Hoje em dia quase metade da população mundial “vive” em alguma rede social. Isso corresponde a quase 4 bilhões de usuários ativos, que têm o seu próprio patrimônio virtual, dentre eles: fotos, vídeos, áudios, games, músicas, filmes, centenas de mensagens particulares, moedas virtuais e senhas de banco.

Nesse sentido, é preciso diferenciar o patrimônio digital com valoração econômica, daquele que não o possui. Os que não possuem valor econômico servem como manutenção de relações de afeto e comunicacionais, com fim meramente informativo, já os bens digitais com valor econômico geram renda, são negócios. Temos como exemplos: músicas, textos, fotos, filmes, poemas e livros.

Nessa toada há também os conhecidos “Influenciadores Digitais” e “Youtubers” que, por meio da contabilidade de seguidores e engajamento dos seus posts, vendem a menção de um produto ou serviço nas suas redes sociais e blogs.

Inevitavelmente, no direito, vivemos, por vezes, um momento de ruptura e de mudanças. Nesse caso, o tema ainda carece de uma lei estabelecida em nosso país. Ocorre que, sem a devida previsão legal, não há respaldo para a proteção do conceito no mundo dos fatos.

O que deve ser feito, então, com todo o patrimônio digital depois que um usuário morre?

A sucessão em síntese é a transmissão da herança. Esta, por sua vez, numa classificação mais conservadora, é reconhecida como o conjunto de direitos e obrigações (patrimônio) transmitidos com a morte do indivíduo. O Código Civil de 2002, em seu artigo 1857, §2º, permite que o testamento tenha um conteúdo extrapatrimonial. Alguns doutrinadores têm recomendado aos titulares das contas eletrônicas que registrem sua manifestação de vontade ainda em vida, com um bom planejamento sucessório e o registro de um testamento.

Em 2019, dois Projetos de leis que tratavam do tema “herança digital” tramitavam no Congresso. Um deles era o PL 4.847, de 2012, que visava estabelecer normas de herança digital. O referido projeto definia que:

“A herança digital defere-se como o conteúdo intangível do falecido, tudo o que é possível guardar ou acumular em espaço virtual, nas condições seguintes: I – senhas; II – redes sociais; III – contas da Internet; IV – qualquer bem e serviço virtual e digital de titularidade do falecido”.
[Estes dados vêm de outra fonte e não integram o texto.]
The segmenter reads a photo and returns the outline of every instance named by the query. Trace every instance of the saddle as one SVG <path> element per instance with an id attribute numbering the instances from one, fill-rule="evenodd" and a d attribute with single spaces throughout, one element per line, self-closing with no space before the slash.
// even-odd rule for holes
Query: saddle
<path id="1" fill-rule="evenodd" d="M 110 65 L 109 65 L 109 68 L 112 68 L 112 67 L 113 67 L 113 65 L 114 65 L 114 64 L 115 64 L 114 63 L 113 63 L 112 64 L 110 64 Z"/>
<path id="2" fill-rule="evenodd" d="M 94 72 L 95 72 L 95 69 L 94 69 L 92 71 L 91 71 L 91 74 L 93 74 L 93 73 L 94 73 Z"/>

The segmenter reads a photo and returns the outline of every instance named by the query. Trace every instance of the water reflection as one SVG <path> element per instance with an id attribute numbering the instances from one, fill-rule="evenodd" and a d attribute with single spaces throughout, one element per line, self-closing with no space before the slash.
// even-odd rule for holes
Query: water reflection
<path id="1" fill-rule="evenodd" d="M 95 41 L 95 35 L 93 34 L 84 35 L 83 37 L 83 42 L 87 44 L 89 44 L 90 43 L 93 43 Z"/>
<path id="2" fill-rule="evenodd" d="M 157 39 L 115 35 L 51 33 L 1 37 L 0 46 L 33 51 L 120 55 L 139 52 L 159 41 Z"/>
Não obstante, o PL 4.099, de 2012, visava garantir aos herdeiros a transmissão de todos os conteúdos de contas e arquivos digitais. Assim previa:

“Se o falecido, tendo capacidade para testar, não o tiver feito, a herança será transmitida aos herdeiros legítimos. Ainda, foi escrito que caberia ao herdeiro: I – definir o destino das contas do falecido; a) transformá-las em memorial, deixando o acesso restrito a amigos confirmados e mantendo apenas o conteúdo principal ou; b) apagar todos os dados do usuário ou; c) remover a conta do antigo usuário”.

Os dois projetos de lei foram arquivados.

Em 2017 foi proposto o PL 7.742/17, que aguarda parecer do relator na Câmara dos Deputados. O texto visa incluir um artigo 10-A no Marco Civil da Internet (Lei 12.965/14), que estabelece que os provedores de aplicações de internet devam excluir as respectivas contas de usuários mortos logo após a comprovação da morte, desde que se tenha um requerimento do cônjuge, companheiro ou parente maior de idade.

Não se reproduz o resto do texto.